From Apple's documentation:
来自苹果的文档:
kSecAttrAccessibleAfterFirstUnlock
The data in the keychain item cannot be accessed after a restart until the device has been unlocked once by the user.After the first unlock, the data remains accessible until the next restart. This is recommended for items that need to be accessed by background applications.Items with this attribute migrate to a new device when using encrypted backups.
kSecAttrAccessibleAfterFirstUnlock
直到用户解锁设备一次,才能在重启后访问钥匙串项中的数据。第一次解锁后,数据将保持可访问状态,直到下一次重新启动。建议用于需要由后台应用程序访问的项目。使用加密备份时,具有此属性的项目会迁移到新设备。
回答by skingtree
In my case, watchOS2 accesses keychain data on the iOS side.
就我而言,watchOS2访问在iOS端的钥匙串数据。
At the beginning, kSecAttrAccessibleWhenUnlockedThisDeviceOnly is used. I can read the data no matter iPhone is locked or not. It is very confusing to me that I will receive Error when watch is trying to access the keychain: : SecTrustEvaluate [leaf IssuerCommonName SubjectCommonName]
一开始使用 kSecAttrAccessibleWhenUnlockedThisDeviceOnly。无论 iPhone 是否锁定,我都可以读取数据。这是非常混乱,我认为我会收到错误时手表试图访问钥匙串:SecTrustEvaluate [叶IssuerCommonName SubjectCommonName]

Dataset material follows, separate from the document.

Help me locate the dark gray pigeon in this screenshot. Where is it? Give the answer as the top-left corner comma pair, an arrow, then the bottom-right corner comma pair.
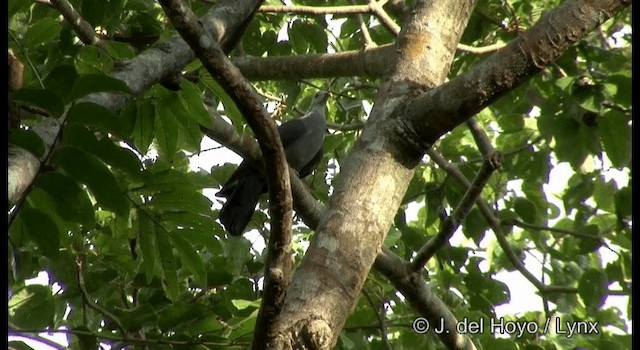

And some case it will become: : SecOSStatusWith error:[-25308] Error Domain=NSOSStatusErrorDomain Code=-25308 "ks_crypt: e00002e2 failed to 'oe' item (class 6, bag: 0) Access to item attempted while keychain is locked." UserInfo={NSDescription=ks_crypt: e00002e2 failed to 'oe' item (class 6, bag: 0) Access to item attempted while keychain is locked.}
在某些情况下它会变成: : SecOSStatusWith error:[-25308] Error Domain=NSOSStatusErrorDomain Code=-25308 "ks_crypt: e00002e2 failed to 'oe' item (class 6, bag: 0) 在钥匙串被锁定时尝试访问项目。 ” UserInfo={NSDescription=ks_crypt: e00002e2 未能'oe' 物品(类 6,包:0)在钥匙串被锁定时尝试访问物品。}
I will update my answer if I get more infos.
如果我得到更多信息,我会更新我的答案。